The coastal part of the Mediterranean region is currently an exemplary case of coastalization and urban sprawl tensions. In fact, intense urbanization and urban sprawl are heavily transforming the Mediterranean coastal landscape; while this is further burdened by mass tourism development, rendering vulnerable natural and man-made ecosystems more prone to disastrous situations. These processes demarcate an unsustainable developmental trajectory and render obvious the urgency for featuring more sustainable and resilient pathways. Reversing current unsustainable paths in coastal areas and dealing with emerging risks in a proactive way implies the need for assessing and steadily monitoring changes, and using this knowledge for feeding place-specific policy decisions.

The proposed methodological approach aims at fulfilling this need, by focusing on the analysis of spatiotemporal dynamics of coastal urban sprawl patterns, based on spatial metrics. Grounded in GIS technology and the combined use of high resolution multi-temporal data, provided by the GHSL database and the CLC data, it can be a useful ground for properly informing planning and policy endeavors that address the sustainable management of coastal zones. Data, tools and technologies, embedded in this approach, can be used in order for past and present developments and trends of urban sprawl and coastalization in coastal regions to be captured; and relative regulating or remediating land use policy decisions to be featured, e.g. delineation of land uses, building rules and restrictions, restraining of further urban expansion in the neighbourhood of coastal areas, to name but a few. They also constitute useful means for steadily monitoring the performance of such policies against urban sprawl; and identify potential policy gaps for further reaction/remediation.

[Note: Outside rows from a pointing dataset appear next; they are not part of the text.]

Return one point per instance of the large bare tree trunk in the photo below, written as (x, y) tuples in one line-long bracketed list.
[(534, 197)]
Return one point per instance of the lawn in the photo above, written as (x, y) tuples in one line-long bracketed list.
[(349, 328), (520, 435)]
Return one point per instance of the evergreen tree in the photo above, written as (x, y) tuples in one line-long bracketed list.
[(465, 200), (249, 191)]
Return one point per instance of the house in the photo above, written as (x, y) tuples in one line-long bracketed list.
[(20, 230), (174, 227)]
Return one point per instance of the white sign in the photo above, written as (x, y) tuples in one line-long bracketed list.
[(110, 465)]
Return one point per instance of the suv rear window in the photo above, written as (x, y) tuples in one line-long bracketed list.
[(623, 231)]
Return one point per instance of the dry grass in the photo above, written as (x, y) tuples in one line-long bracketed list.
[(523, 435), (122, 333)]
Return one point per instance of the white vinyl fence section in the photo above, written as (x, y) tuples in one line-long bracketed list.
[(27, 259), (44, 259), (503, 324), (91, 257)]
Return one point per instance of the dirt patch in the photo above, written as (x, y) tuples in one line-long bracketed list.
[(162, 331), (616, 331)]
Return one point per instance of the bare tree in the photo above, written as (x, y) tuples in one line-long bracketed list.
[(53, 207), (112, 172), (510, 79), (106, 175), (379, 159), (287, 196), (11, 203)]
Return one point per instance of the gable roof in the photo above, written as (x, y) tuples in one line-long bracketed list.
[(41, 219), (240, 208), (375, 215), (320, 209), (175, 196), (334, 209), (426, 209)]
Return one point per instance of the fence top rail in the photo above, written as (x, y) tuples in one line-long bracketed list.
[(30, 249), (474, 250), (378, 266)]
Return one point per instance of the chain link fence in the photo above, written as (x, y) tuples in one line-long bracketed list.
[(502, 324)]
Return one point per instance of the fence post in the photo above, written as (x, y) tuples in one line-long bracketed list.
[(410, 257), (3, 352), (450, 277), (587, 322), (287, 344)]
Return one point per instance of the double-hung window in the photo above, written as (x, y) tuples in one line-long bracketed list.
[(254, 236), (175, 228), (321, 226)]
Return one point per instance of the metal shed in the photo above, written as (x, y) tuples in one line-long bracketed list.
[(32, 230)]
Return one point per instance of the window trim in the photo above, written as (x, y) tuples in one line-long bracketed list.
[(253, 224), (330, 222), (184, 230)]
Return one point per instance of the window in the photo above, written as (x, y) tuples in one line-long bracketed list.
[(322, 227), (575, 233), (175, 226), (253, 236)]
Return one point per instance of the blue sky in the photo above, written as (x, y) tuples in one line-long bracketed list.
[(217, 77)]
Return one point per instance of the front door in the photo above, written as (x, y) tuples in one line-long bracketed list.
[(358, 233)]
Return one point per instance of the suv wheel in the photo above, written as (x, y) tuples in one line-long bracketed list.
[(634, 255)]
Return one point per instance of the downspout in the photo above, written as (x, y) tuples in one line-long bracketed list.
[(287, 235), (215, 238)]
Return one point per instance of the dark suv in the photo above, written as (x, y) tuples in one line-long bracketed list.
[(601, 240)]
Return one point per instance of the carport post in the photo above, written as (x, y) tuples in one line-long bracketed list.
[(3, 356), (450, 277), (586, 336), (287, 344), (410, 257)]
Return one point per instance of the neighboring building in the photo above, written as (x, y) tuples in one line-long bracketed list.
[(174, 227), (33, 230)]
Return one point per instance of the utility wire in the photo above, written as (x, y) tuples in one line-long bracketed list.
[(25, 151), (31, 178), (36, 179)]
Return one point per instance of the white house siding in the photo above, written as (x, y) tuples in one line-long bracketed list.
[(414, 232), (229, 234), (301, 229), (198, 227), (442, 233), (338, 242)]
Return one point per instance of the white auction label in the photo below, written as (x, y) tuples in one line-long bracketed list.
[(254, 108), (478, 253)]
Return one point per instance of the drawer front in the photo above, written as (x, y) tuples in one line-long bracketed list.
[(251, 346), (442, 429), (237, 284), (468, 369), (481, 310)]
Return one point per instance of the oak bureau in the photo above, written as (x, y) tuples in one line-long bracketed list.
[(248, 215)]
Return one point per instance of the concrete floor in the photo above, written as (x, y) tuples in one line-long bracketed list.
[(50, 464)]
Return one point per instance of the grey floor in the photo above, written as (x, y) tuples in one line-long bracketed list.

Implementation of the proposed methodological approach is carried out in coastal areas of Spain, Italy, Greece and France, i.e. the flagship of tourism destination areas in the Mediterranean, while it could be easily replicable to other coastal regions for capturing/quantifying aspects of coastal urban sprawl. Use of the proposed methodology leads to the identification of diversified typologies and underlines the need for comparative analyses of the coastalization phenomenon. Moreover, this work may be the ground for the making of spatial planning policies in coastal regions where seizing urban sprawl is critical, in order to properly handle potential negative impacts of intense pressures on their coastal land and maritime systems.

A major conclusion is that such innovative methodologies that are capable of identifying coastalization patterns and their dynamics can provide the ground for comparative analyses and establish distinct urban sprawl typologies as well as shared reactions to common risks. The latter can support more coherent and integrated strategies in the Mediterranean as a whole; while their downscaling at the local/regional level can address vulnerabilities of specific coastal areas’ typologies. This knowledge can be used for building-up dedicated, place-specific and spatial data-driven coastal urban development and resilience strategies in the highly vulnerable Mediterranean coastal environment.